One of my first cousin's had a small wedding like that. She was 17 and pregnant and they wanted to marry before the baby came but her mother was quite poor so we just put together a nice tea/cake/nibbles reception in the church hall after. 25 years on and they're still married.

MadameAnchou · 05/04/2019 18:38

Drink, IIRC, the OP has double checked and yes, they're invited to just the ceremony and evening do, which starts at 7.30pm.

2015newstart · 05/04/2019 18:40

It's rude.

And I can't believe people are saying it's okay because the couple can't afford to feed everyone. We couldn't afford £60/ head when we got married. We hired a chip van and everyone was invited to everything.

Spend your day elsewhere OP

WhoKnewBeefStew · 05/04/2019 18:46

I’d either do the morning or evening do, spend the rest of the time enjoying a child free day.. I think it’s a bit rude to expect guests to just ‘please themselves’ for up to 5 hrs without offering food

DrinkFeckArseGirls · 05/04/2019 18:49

Madame but that’s not what the OP said in her post at 15.16- she said no time specified for the reception and no mention it’s an evening invite. They found out the time of the reception later.

Sitdownstandup · 05/04/2019 18:50

The wording of that invitation is just asking for trouble.

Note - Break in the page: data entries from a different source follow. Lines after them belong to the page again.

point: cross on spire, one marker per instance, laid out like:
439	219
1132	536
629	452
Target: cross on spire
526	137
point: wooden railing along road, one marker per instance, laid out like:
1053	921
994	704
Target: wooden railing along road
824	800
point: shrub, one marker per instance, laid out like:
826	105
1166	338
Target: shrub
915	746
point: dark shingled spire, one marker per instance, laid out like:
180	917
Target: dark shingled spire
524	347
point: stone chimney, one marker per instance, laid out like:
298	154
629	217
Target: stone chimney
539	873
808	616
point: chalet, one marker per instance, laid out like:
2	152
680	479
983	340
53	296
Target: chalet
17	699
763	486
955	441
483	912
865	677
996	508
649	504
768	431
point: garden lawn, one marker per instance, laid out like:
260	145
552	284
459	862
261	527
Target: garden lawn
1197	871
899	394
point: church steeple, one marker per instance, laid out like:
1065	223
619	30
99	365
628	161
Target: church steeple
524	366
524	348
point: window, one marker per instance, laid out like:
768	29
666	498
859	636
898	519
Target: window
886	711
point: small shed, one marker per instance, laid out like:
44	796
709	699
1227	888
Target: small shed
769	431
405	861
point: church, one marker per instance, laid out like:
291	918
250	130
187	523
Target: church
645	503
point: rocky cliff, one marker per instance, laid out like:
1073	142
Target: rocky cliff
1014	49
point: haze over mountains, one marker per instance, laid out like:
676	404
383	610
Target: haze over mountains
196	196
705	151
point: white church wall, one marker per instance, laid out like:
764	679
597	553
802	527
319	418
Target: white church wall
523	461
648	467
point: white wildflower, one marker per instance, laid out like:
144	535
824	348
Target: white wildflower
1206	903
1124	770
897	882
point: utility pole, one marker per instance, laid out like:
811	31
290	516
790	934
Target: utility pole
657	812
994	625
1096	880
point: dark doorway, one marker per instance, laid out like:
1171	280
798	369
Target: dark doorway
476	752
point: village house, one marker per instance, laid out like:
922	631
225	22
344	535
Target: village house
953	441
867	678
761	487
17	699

And honestly, if you can't afford to feed your guests, downgrade. There are genuinely some cases where people will be doing things as cheaply as possible and there won't be anything to downgrade, in which case ok. But far too often this is done so the couple can have some particularly lavish venue. It's better to have something a bit less lovely and not be rude as balls. Some of the best weddings I've been to have been pretty cheap. One was a thrown together effort where everyone who was local (about two thirds of us) bought a dish, and it was great.

polarpig · 05/04/2019 18:51

I wouldn't go at all. I think it's very rude to invite people at all if they aren't invited to the whole day; if people can't afford to invite everybody to the whole day then they should have a smaller, cheaper wedding.